The ‘courageous hope’ that drives us
I wish to extend an invitation of solidarity to everyone . . . this means caring for the dignity of the person, but above all I would say do not lose hope. – Pope Francis
The enduring message of Christmas is one of hope and renewal. Crossing the threshold of each New Year is also a time when many of us reflect on the year that has passed and look with anticipation and hope toward the year ahead.
Yet maintaining hope can sometimes seem difficult when poverty and exclusion persist in our midst, and when so many people are unable to share the prosperity and abundance that others take for granted during Christmas and New Year celebrations.

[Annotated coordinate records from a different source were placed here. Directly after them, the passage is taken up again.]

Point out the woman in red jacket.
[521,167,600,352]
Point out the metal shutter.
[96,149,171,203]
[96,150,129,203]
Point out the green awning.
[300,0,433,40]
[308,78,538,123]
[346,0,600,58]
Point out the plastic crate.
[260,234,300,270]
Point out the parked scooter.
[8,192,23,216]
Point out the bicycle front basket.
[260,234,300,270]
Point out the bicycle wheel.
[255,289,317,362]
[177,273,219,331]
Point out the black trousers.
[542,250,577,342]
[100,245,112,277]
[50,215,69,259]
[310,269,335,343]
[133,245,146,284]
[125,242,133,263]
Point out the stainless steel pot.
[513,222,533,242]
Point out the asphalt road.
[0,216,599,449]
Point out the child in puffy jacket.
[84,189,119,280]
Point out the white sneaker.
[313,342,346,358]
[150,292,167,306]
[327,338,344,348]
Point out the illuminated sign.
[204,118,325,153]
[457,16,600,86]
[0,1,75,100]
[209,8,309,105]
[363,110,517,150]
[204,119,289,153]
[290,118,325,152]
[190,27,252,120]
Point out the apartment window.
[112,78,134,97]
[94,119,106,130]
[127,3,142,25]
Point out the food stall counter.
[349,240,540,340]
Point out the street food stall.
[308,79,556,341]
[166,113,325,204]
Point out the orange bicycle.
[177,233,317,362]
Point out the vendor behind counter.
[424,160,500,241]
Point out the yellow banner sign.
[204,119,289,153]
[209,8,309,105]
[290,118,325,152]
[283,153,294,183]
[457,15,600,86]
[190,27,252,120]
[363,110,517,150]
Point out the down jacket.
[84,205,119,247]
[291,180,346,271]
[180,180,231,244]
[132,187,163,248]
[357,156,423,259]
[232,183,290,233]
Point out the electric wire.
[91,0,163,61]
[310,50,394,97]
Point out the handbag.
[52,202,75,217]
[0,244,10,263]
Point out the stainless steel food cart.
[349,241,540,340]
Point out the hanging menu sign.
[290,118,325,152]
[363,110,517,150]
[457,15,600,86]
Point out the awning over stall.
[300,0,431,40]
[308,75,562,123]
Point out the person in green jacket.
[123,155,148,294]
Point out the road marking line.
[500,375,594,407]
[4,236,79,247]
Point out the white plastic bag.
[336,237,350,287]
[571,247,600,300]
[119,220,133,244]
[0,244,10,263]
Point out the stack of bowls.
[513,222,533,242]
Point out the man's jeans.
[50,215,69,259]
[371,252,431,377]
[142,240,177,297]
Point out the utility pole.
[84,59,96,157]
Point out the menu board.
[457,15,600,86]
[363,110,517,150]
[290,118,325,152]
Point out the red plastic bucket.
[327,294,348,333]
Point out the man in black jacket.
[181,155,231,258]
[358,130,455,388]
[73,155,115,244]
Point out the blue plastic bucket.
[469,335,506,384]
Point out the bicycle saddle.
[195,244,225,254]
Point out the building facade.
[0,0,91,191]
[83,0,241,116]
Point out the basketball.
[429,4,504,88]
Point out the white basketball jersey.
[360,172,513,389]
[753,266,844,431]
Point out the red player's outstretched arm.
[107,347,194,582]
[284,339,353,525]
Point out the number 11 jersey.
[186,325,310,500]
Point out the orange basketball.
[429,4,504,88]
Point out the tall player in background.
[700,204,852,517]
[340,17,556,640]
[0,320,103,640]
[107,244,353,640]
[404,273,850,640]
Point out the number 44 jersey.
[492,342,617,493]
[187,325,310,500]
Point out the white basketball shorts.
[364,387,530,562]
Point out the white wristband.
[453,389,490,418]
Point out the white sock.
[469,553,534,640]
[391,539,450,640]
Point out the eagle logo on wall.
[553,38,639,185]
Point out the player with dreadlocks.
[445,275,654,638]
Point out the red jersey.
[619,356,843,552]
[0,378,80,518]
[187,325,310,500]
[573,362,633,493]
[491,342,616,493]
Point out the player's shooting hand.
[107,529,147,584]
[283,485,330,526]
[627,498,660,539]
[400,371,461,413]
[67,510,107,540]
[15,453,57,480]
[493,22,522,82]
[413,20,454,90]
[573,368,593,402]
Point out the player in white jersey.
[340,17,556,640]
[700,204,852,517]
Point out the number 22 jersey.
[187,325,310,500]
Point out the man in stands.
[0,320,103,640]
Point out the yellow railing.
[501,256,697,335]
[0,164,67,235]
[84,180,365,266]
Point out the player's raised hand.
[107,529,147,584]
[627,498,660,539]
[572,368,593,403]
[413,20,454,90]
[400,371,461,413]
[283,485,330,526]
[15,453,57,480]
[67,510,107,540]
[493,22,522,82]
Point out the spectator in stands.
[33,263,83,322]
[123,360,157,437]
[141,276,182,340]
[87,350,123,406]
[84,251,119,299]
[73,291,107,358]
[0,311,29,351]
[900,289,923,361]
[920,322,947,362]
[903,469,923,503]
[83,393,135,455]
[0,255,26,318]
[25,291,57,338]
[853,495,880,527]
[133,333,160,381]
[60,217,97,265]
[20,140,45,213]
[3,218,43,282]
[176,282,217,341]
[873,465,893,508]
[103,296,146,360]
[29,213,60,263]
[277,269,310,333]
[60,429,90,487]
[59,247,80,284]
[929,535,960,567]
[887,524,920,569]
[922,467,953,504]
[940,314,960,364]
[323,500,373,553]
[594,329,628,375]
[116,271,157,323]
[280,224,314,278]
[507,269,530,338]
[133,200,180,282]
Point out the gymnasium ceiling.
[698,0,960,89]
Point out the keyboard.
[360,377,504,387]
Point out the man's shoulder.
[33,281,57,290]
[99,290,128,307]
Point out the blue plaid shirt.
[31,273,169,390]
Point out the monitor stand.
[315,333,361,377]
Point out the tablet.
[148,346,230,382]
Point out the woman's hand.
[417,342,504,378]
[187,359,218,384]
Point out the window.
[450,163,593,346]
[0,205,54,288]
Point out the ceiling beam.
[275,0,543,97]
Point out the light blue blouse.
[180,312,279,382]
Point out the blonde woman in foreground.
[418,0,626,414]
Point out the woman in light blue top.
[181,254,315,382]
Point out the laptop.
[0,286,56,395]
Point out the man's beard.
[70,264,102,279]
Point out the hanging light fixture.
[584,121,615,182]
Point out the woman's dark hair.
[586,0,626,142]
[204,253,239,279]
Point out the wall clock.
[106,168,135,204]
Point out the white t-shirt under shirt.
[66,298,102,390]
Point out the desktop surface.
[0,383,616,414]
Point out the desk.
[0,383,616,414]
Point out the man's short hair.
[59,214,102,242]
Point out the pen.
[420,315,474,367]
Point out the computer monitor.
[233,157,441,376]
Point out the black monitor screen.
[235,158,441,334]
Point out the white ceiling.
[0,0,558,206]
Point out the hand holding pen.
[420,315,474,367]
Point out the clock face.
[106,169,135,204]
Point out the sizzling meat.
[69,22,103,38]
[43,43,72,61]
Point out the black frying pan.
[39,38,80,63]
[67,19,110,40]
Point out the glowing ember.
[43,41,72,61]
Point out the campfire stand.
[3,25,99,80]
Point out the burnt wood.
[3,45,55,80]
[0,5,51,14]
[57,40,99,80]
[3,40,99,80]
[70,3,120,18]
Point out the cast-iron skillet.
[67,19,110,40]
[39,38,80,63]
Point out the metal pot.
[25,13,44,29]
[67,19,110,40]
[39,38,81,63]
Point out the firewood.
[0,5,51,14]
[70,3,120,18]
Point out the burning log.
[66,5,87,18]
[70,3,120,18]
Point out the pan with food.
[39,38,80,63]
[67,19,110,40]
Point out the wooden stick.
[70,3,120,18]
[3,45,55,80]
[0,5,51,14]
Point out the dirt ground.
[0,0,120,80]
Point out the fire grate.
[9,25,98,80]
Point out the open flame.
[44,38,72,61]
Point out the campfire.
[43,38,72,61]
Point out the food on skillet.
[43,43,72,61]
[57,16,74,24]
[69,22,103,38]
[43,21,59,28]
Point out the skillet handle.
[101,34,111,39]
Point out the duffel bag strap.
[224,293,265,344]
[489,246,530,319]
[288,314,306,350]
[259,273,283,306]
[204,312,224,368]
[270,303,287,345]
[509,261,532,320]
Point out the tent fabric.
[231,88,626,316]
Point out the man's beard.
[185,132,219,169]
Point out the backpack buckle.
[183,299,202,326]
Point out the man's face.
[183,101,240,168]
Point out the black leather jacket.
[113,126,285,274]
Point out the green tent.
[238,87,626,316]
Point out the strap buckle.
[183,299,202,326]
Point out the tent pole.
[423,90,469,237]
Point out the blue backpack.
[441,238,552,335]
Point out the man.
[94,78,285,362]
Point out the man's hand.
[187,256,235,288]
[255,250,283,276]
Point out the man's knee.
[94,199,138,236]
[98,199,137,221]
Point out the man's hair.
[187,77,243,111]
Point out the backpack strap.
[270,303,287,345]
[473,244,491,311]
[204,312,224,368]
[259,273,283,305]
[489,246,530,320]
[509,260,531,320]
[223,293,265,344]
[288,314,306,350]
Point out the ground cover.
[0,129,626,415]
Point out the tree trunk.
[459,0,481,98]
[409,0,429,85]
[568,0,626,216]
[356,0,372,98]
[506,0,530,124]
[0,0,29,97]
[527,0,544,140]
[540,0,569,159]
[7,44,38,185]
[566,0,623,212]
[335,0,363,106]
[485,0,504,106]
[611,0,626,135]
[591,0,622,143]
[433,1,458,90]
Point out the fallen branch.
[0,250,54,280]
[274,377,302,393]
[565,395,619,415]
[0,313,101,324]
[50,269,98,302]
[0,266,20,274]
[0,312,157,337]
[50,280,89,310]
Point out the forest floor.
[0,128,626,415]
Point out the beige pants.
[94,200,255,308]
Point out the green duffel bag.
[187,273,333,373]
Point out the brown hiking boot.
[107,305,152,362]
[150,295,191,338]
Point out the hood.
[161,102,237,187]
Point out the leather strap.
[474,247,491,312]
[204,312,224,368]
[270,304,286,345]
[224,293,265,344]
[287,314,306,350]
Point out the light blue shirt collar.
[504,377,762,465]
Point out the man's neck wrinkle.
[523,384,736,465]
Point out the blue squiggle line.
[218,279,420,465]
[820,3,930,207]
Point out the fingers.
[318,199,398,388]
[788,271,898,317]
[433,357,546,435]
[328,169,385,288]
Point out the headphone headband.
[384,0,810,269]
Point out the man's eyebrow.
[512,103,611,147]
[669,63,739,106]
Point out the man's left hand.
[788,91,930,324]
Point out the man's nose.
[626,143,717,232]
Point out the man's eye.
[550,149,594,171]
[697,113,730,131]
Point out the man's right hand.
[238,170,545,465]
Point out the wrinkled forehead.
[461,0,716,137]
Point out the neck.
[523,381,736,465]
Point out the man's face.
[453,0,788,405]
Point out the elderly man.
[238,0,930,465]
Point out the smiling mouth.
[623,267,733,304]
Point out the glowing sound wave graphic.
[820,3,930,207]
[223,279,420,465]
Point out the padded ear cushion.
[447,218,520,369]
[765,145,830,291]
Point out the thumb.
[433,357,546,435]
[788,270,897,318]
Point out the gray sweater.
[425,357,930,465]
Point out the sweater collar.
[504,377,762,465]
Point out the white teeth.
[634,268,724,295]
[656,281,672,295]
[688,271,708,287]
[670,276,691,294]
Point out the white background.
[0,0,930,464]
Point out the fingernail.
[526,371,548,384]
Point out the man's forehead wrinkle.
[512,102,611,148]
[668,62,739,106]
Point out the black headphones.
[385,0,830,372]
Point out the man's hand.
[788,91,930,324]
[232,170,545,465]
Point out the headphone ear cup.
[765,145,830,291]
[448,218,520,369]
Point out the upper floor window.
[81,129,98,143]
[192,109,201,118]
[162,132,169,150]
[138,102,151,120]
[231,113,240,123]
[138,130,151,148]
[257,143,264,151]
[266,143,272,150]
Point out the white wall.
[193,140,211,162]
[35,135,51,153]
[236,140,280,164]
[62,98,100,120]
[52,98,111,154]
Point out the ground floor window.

Frédéric Ozanam was passionate and steadfast in his commitment to social reform, but he too experienced moments of despondency, when the sheer depth of injustice seemed insurmountable. Writing in 1835 to his lifelong friend Léonce Curnier, he expressed despair at his own feelings of exhaustion and powerlessness in the face of the grinding poverty and unjust economic conditions that surrounded him. Yet he also wrote of the inspiration and hope he drew from others who stood in solidarity with the poor and who, through their numerous everyday actions, demonstrated the unconquerable power of ‘that luminous faith, that overflowing charity, that courageous hope which beats in souls’.
As we reach the end of 2018, that ‘courageous hope’ that Ozanam wrote of continues to animate the work of our members. As the Australian Catholic Social Justice Council has observed:
To act is to hope. Despite the presence of much personal and communal suffering in the world, and despite frequent feelings of doubt and powerlessness, most people continue to act in loving, courageous and compassionate ways.
Such loving, courageous and compassionate acts are apparent in the everyday work of the Society—through the material assistance our Conference members provide to people in their homes with Home Visitation, and the support our volunteers offer to our companions living on the streets through our night patrol and food vans. Every day we are privileged to meet people who are deeply loving, courageous against the odds, determined and often ingenious in working out how to make ends meet in their daily battle to survive below the poverty line.
The St Vincent de Paul Society is a global network of love joined in the effort to prevent the conditions that cause poverty and homelessness on a massive scale across the world. The movement to eliminate modern slavery, which is featured in this edition, highlights the importance of looking both at home and beyond our shores to transform the structures leading to exploitation and injustice.
As many of us take a moment to reflect during Christmas and the New Year, may I take this opportunity to thank all our members, volunteers, staff and supporters across Australia for putting love and hope at the heart of your work as Vincentians.
Graham West is National President of the St Vincent de Paul Society National Council of Australia.